今回はその出展の経緯や開発のきっかけなどの裏話を、「Afterglow」を開発した、Product Engineeringチーム、デザイナーの佐治美千香と、出展をサポートしたLeadの高野幹に聞いた。
PROFILE|プロフィール

佐治 美千香(さじ みちか)
大学でインダストリアルデザインを学んだ後、2021年に株式会社ZOZO NEXTのIoT/Textile Deptにデザイナーとして入社。現在は、テキスタイルやそれらを用いた製品のプロトタイピング、テキスタイルを媒体とした新しい体験のデザイン・開発している。
PROFILE|プロフィール

高野 幹(たかの もとき)
Product EngineeringチームLead。デバイス エンジニア。2022年に株式会社ZOZO NEXTへ入社。IoT/Textile Deptにて、スマートテキスタイルおよびデバイス技術に関する新規シーズの研究開発、新規事業化などに取り組む。
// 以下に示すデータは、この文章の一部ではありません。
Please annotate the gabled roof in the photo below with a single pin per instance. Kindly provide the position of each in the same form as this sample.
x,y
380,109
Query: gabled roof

主に回路設計、筐体設計、ハードウェア/ソフトウェアの実装を担当。
温度で色が変わるテキスタイルの開発に携わったことがきっかけ
まずは今回出展したプロダクト「Afterglow」のアイデアを思い付いたきっかけを教えてください。
佐治「Afterglow」のアイデアは、光、素材、色の繊細な表現を探る過程で着想を得ました。中でも特に惹かれたのが、サーモクロミックによる色の変化です。温度に応じて穏やかに、そして循環的に色が変わっていく様子は、季節の移ろいや昼と夜のサイクルといった自然の時間の流れと重なるように感じました。
そうした自然のリズムと呼応するような、常に変化し続ける表現の可能性を探る中で、「夕焼けのように移ろう色彩を前に、ふと立ち止まり、深呼吸したくなる」そんな緩やかな時間のきっかけとなる照明を作りたいと思うようになりました。